Dr Peter Saunders: It's all aimed at increasing the number of organ donors that there are because there are thousands of people on the waiting lists throughout the UK, who want organs. They are always asking questions of how the need can be better met and this was an attempt to improve that. The law doesn't come into force until 2015 so there's some time now to put regulations together under which it will operate.

Emily: Does the bill therefore presume that children's organs will be donated the same as adults?

Dr Peter Saunders: No, it applies only to adults, so you've got to be 18 or over in order to have organs taken under this bill.

Emily: At the Christian Medical Fellowship what is your viewpoint on organ donation?

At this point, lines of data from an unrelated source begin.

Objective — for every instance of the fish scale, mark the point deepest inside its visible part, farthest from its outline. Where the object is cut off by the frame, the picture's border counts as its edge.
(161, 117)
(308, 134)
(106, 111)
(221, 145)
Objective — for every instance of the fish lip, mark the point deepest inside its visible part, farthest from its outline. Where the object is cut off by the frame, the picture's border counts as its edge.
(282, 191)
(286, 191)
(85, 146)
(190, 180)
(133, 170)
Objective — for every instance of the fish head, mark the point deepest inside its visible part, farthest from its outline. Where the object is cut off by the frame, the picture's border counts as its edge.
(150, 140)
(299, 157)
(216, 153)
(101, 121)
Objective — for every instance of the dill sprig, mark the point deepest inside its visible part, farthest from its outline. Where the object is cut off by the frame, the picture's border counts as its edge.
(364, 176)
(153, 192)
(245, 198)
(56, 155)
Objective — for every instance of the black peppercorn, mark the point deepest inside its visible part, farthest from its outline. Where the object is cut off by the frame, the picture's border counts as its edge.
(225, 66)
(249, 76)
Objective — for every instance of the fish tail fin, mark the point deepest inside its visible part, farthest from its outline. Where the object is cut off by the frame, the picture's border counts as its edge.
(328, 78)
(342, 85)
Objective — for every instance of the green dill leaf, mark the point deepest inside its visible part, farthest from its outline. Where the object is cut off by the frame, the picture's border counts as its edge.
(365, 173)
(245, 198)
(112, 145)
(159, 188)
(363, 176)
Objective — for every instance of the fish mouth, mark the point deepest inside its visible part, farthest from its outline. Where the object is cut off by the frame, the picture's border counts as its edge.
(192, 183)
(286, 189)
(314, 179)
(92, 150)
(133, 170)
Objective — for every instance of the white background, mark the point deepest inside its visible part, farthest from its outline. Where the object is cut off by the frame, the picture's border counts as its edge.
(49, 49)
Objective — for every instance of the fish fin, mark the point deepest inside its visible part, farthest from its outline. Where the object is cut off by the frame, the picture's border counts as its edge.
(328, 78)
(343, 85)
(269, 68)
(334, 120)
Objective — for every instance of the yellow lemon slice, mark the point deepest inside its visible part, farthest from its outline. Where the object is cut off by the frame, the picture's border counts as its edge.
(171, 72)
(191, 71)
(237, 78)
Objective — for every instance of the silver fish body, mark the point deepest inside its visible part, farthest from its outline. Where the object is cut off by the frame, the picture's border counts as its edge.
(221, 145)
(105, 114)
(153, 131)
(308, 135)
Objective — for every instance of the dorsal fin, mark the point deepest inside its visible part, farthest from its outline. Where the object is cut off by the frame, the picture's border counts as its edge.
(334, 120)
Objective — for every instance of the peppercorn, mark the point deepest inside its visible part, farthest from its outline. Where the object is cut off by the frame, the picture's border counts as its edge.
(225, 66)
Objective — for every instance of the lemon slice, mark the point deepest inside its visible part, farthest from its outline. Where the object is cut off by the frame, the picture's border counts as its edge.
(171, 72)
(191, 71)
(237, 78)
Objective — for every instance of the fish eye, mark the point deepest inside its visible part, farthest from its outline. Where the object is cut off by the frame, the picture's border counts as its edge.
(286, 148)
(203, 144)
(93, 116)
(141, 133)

Dr Peter Saunders: We think in general terms that organ donation is a very good thing and that people should be encouraged to sign up as organ donors, because a transplant of an organ can be absolutely life-changing for a person and as I've said one person can help donate organs to nine different people because of the whole variety of tissues that can be used in organ transplant. I think it's in line with making sacrifices and loving others; it resonates very much with Christian values. But we feel that organ donation should be very much a voluntary thing in the form of a gift and that organs should be given and not taken and not presumed to be available and that the rights and interests of family should really be paramount at the time, because almost every situation where organs are taken it's a case of sudden death, often in an accident and often of a young person. The family are going through incredible psychological and spiritual trauma at the time and the thing needs to be very, very delicately handled. We're not in favour of this kind of hard opt-out system that's been proposed in Wales.

Emily: How is this bill significant for Wales?

Dr Peter Saunders: It makes Wales the first country in the UK to do it. There are some countries abroad that have this system already and that's important because other parts of the UK will be looking at how it works in Wales and asking the question about whether they should be implementing it themselves. In terms of numbers, the advocates say it will give about 15 more donors a year; given that the average is that one person could supply up to nine organs, the average is about three, so we're looking at about 45 people being helped, they argue. But there's a lot of controversy about whether it will actually increase the numbers or whether it would be counterproductive.

Emily: So it will be a little bit of trial and error as they go along?